This healthy Peanut Butter Granola recipe creates a crispy, crunchy homemade granola made with fewer than 10 ingredients. Serve it for breakfast, as an afternoon snack, or as a topping for yogurt and ice cream.
I love making healthy granola recipes, and in fact, easy vegan recipes are my forté! I also love saving money! So, I knew making this DIY granola recipe healthy would be the way to combining it all.
In fact, this peanut butter granola recipe checks off all the boxes because making your own homemade granola with peanut butter saves money and is way easier than you think.
Why This Recipe is a Winner
- A flax egg binds the granola together, creating the tasty granola clumps that we all love
- Coconut oil bakes into the granola, making it crispy
- Pressing the granola into the pan before baking is another secret for creating those pieces of granola that form into clumps. It’s a winning formula for the best granola!
What Peanut Butter is Best?
There are three basic types of peanut butter: 1) Natural (the kind that has to be stirred, 2) Creamy, and 3) Crunchy. Some types of peanut butter work better for different recipes. Most of the time I prefer using natural peanut butter because it doesn’t have added hydrogenated oils or sugar. For this recipe, you can use whatever kind of peanut butter you like best.
What You Need
You can find the full printable recipe, including ingredient quantities, below. But first, here are some explanations of ingredients and steps to help you make this recipe perfect every time.
Here are the ingredients you’ll need for this recipe:
- Flax Egg — You can use either a flax egg or a chia egg
- Rolled oats — These are also referred to as old-fashioned oats
- Pecans – I buy pecans in large packages on my vegan shopping trips at Costco. You can also buy them at grocery stores or online.
- Additional nuts — Use your favorite nuts, like pistachios, cashews, peanuts, and almonds
- Seeds — Add your favorite seeds, like pumpkin, sunflower, hemp, and sesame
- Syrup sweetener — You can use maple syrup, vegan honey, or agave nectar
- Peanut butter — You can use natural, creamy, or even crunchy peanut butter.
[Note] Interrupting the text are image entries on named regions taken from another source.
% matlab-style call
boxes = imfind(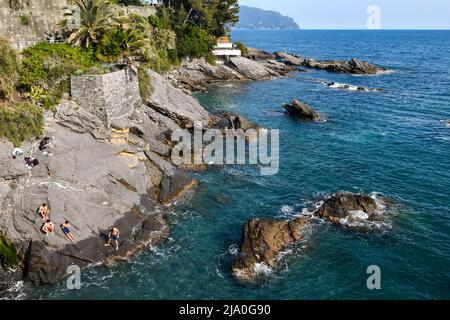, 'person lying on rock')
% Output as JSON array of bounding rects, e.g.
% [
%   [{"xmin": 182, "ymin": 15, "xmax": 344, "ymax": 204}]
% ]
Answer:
[
  {"xmin": 105, "ymin": 227, "xmax": 120, "ymax": 251},
  {"xmin": 42, "ymin": 219, "xmax": 55, "ymax": 235},
  {"xmin": 25, "ymin": 157, "xmax": 39, "ymax": 169},
  {"xmin": 39, "ymin": 137, "xmax": 50, "ymax": 151},
  {"xmin": 38, "ymin": 203, "xmax": 49, "ymax": 220},
  {"xmin": 61, "ymin": 220, "xmax": 75, "ymax": 242},
  {"xmin": 11, "ymin": 148, "xmax": 23, "ymax": 160}
]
- Coconut oil — Using refined coconut oil gives it a more natural flavor. You can substitute olive oil.
- Dried fruit — Use your favorite dried fruits, such as raisins, dried cranberries, or even dried strawberries.
Note: You can use a variety of ingredients such as sunflower seeds, chia seeds, and any of your favorite nuts, like cashews. I like to mix it up from time to time to give it variety.
How to Make Peanut Butter Granola
If you’re wondering how to make granola, here are the steps I use to make it the best! Of course, I love making homemade granola healthy because it’s so easy:
- Make the flax egg and set it aside.
- Stir together dry granola mixture from the oats, pecans, additional nuts, and seeds in a large bowl.
- Make the peanut butter sauce by combining the syrup, peanut butter, and coconut oil in a microwave-safe bowl. Heat this in the microwave until the mixture is smooth enough to spread. Stir in the flax egg.
- Pour the peanut butter sauce over the oat mixture. Stir, ensuring all the oatmeal and nuts are coated.
- Spread the sticky granola into prepared pans, distributing it equally across the pan. Use a spatula to press the granola down into the pan.
- Bake for 30 minutes, until the granola is golden brown.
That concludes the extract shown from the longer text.